これだけ足場の悪い山道を歩いて、いざ頂上に着いてみたら何もありませんでした。これでもかと言わんばかりに体力を削らせて、山道を登らせておいて、それだけは絶対に許さない。

「私に言われても困るし、前に博打だって言ったじゃんか。何も居なくても、美味しい果物の木でも生えてるかもよ」

急勾配の山道を初めと同じスピードで登って行く紫雨の背中を捉えながら、燃料切れになりやしないかと気を揉む。

行動が早い割に、あまり紫雨は燃費が良くない。むしろ、悪い。当たり前だが、休息をまともに取っていないせいだ。今日はたまたま強制的に寝かせたから良いものの、普段の日であれば確実に途中で落ちている。

寺院に滞在していた期間は、俺が部屋に居る時は暇さえあれば、紫雨はとにかく寝ていた。初めからフルスロットルで動き回っている彼女が、遅かれ早かれガス欠を起こすことは容易に想像がつく。

「でも。多分、平気。空振りにはならないよ」
「お得意の勘ってやつか」
「うん。まあ、そんなとこ」

断言する紫雨の真意は分からないが、ここはその言葉を信じるしかあるまい。もっとも、喧しく頭の中で呼ぶ声が次第に強くなっているというのも、根拠の無い行動に拍車を掛ける一因となっているだけの話だ。

「紫雨」
「なーにー?また休憩する?」

名前を呼べば、振り返って後ろ向きに様子を伺いながら歩く彼女の危なっかしさに、またもや怒声を飛ばす。木の根っこに引っかかって、転けて後頭部を打ちでもしたらどうするのだ。疲労困憊の状態では、絶対に抱えては行けない。いくら軽くとも、それだけは無理だ。

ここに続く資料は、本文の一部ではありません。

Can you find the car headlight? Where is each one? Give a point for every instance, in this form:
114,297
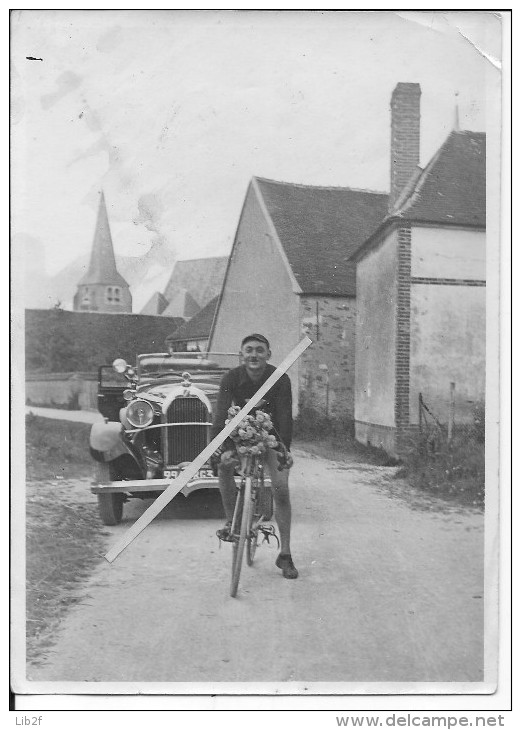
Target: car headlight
120,365
140,414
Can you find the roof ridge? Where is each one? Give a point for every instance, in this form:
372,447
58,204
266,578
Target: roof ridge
201,258
321,187
420,180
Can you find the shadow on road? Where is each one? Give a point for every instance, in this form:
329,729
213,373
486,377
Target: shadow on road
203,504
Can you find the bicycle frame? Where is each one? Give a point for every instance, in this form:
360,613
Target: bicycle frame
248,517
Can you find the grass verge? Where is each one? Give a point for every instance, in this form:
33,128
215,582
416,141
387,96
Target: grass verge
335,440
64,536
454,471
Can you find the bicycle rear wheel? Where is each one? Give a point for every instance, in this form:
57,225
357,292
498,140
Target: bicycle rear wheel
238,545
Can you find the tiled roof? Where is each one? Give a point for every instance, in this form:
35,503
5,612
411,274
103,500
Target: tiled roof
203,278
155,305
319,228
182,305
198,327
452,188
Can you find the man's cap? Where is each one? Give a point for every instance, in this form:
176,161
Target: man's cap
256,336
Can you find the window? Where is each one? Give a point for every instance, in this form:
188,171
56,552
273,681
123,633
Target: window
113,295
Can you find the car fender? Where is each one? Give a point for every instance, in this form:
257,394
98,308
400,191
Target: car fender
106,442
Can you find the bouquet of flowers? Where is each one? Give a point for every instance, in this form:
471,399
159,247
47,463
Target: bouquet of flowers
252,435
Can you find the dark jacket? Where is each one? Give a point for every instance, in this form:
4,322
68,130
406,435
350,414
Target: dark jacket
237,388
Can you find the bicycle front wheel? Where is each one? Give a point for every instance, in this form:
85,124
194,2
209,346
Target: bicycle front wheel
238,545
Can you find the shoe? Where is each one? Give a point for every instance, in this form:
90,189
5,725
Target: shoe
285,563
225,533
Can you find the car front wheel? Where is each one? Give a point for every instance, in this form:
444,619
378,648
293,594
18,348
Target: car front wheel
110,507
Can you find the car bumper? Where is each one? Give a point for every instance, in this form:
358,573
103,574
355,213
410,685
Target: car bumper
158,485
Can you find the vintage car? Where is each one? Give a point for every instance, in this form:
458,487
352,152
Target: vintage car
157,420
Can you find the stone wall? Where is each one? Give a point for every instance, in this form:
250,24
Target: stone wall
58,341
72,391
327,368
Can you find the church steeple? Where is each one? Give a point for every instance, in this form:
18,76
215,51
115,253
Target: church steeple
102,288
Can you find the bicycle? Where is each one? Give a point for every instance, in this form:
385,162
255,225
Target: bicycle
253,507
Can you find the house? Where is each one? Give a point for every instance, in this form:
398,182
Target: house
194,334
102,288
420,284
289,273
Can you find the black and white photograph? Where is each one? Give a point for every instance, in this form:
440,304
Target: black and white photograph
255,302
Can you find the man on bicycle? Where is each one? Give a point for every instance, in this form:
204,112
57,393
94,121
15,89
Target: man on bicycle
236,388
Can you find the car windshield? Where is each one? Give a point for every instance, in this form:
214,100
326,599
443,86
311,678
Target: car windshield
158,366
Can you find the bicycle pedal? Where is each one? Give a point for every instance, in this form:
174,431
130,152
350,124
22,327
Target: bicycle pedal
267,532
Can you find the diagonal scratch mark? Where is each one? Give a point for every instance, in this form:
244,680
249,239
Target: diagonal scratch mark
491,59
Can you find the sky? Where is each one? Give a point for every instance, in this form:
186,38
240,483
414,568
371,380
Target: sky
172,112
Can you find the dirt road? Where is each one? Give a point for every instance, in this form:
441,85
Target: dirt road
390,589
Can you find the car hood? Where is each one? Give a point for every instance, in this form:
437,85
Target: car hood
159,392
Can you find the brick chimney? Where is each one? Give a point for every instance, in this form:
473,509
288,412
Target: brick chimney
405,136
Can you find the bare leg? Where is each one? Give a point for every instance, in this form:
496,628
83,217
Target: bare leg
227,488
280,488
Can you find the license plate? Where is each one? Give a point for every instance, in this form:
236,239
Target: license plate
201,474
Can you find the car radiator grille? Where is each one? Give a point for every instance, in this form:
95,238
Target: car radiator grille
184,443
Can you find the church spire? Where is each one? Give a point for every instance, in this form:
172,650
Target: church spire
102,267
102,288
456,114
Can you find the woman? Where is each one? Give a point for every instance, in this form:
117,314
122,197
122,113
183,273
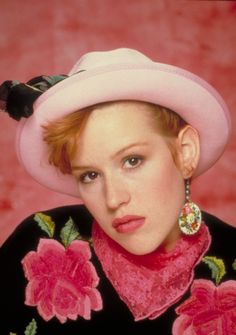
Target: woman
125,135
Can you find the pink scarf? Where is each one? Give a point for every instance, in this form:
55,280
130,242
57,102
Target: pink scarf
150,284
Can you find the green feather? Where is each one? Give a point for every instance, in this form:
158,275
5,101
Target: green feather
45,223
216,266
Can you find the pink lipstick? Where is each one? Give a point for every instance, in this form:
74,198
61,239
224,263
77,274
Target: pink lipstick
128,223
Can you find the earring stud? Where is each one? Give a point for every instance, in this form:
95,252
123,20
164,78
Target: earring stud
190,218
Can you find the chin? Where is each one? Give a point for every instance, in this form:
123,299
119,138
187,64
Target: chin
140,251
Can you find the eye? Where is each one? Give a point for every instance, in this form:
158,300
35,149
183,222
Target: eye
132,162
88,177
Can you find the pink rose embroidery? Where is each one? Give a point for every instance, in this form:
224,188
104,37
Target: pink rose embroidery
211,310
62,281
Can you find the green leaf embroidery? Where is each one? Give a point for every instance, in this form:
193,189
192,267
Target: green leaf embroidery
31,329
45,223
69,233
217,267
234,264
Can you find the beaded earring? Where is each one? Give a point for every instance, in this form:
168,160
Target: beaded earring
190,217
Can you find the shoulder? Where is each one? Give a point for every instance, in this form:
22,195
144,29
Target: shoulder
223,235
28,232
221,255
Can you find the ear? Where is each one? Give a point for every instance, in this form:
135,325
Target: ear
189,151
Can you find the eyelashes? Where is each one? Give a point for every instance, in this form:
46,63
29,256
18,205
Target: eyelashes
128,163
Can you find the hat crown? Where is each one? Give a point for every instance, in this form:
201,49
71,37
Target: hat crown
96,59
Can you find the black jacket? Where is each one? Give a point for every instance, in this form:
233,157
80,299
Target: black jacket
115,316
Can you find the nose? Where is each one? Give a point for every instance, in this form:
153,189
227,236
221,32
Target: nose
116,192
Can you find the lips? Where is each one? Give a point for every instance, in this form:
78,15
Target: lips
128,223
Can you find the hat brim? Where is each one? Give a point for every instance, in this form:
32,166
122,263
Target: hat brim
185,93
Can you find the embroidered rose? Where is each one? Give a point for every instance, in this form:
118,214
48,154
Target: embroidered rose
211,310
62,281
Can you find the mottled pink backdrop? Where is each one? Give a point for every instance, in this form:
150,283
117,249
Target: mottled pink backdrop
39,37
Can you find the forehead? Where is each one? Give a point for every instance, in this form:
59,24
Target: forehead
115,125
121,115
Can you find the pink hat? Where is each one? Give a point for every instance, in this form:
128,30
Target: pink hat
123,74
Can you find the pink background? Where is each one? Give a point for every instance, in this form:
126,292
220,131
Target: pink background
39,37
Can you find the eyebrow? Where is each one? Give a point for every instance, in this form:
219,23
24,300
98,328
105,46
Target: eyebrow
119,152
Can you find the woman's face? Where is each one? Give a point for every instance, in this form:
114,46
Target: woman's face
127,177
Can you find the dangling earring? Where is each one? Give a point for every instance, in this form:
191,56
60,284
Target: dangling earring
190,217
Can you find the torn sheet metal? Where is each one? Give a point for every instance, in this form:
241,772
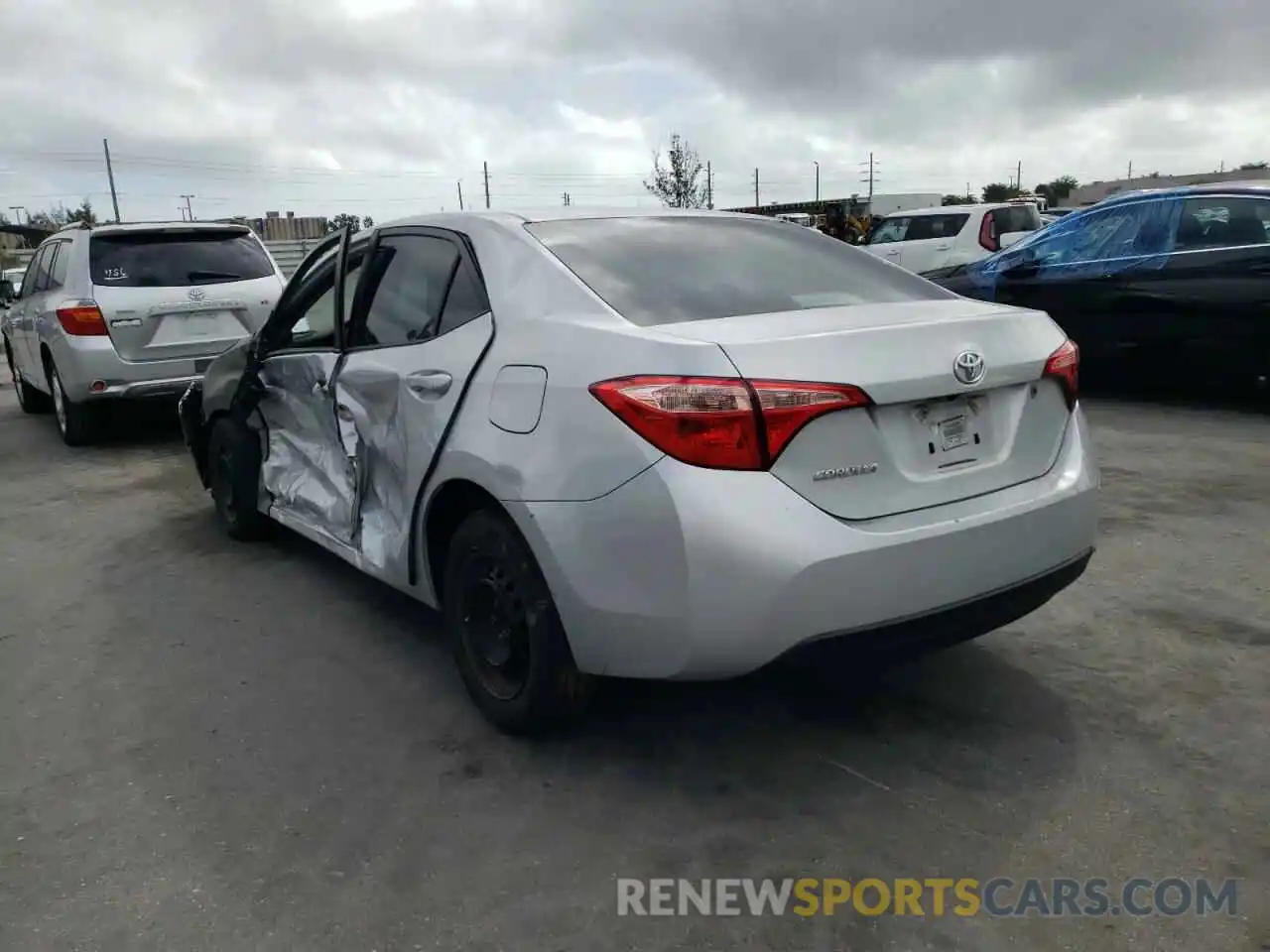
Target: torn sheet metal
375,434
305,468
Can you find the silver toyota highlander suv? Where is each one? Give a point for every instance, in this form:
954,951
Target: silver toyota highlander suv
127,311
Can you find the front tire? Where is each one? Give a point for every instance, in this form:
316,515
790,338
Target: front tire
77,424
30,399
506,634
234,477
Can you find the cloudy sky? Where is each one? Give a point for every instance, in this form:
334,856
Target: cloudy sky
382,107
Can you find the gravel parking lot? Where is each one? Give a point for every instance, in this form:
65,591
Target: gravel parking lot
207,746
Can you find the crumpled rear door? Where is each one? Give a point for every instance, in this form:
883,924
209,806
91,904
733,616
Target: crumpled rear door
305,467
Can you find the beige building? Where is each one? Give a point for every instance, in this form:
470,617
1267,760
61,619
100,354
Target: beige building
1097,190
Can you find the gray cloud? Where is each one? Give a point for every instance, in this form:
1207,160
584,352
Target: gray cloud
381,107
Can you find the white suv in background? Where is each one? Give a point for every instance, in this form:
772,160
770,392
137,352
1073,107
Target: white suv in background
130,311
928,239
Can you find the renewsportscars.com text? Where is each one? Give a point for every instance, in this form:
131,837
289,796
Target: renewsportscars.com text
930,896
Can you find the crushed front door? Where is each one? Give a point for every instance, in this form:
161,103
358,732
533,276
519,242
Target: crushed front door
305,470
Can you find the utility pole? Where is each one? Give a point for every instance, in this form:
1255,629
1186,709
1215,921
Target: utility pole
109,175
870,178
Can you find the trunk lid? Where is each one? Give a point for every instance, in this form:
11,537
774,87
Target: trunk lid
929,439
181,291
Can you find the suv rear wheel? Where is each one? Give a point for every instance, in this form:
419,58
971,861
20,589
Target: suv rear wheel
77,422
504,631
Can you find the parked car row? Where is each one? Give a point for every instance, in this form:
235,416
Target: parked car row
658,444
1174,284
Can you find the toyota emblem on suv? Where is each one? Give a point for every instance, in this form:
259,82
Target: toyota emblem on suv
968,367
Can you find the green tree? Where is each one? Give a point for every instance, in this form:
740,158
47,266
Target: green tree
348,221
1058,190
82,213
50,220
677,184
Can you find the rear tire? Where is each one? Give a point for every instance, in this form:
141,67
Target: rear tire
79,424
234,479
30,399
506,634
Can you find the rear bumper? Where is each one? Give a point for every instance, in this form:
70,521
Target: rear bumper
686,572
82,362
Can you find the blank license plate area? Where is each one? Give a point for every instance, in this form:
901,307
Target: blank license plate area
199,325
952,433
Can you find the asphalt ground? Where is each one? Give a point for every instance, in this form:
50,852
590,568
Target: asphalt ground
211,746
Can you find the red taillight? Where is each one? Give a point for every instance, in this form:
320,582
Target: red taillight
1065,366
988,232
81,320
721,422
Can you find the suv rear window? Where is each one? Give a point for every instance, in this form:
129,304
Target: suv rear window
176,259
1016,217
667,270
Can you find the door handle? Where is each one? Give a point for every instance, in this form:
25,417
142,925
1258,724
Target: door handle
430,382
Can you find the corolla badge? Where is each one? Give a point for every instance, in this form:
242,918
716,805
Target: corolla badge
969,367
843,472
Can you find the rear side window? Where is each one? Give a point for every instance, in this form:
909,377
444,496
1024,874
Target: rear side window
935,226
1016,217
1223,221
409,278
668,270
176,259
58,272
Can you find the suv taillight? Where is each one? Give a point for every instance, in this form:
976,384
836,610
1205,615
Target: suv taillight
721,422
81,320
988,239
1065,366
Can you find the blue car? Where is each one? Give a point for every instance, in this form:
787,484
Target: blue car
1171,281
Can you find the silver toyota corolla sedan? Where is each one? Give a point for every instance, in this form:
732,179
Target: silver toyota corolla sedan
653,444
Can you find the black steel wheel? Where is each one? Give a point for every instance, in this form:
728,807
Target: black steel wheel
504,630
234,474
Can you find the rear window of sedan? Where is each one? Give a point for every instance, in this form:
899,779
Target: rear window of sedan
176,259
686,268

「というか、三蔵が荷物全部持ってくれるから疲れるんじゃない?」

水筒、お弁当。救急セット。何故か弁当だけで花見弁当並みの量を持参している紫雨は、山登りをピクニック気分でしているのか。

「死ぬ気か」

持つよ、と手を伸ばしてきた紫雨の手のひらを軽くいなす。こんな荷物を無理に持たせてみろ。半登山道、半獣道から転がり落ちでもされたら手に負えない。怪我の危険を顧みない紫雨の行動に、次から次へと懸念が湧いて出てくる。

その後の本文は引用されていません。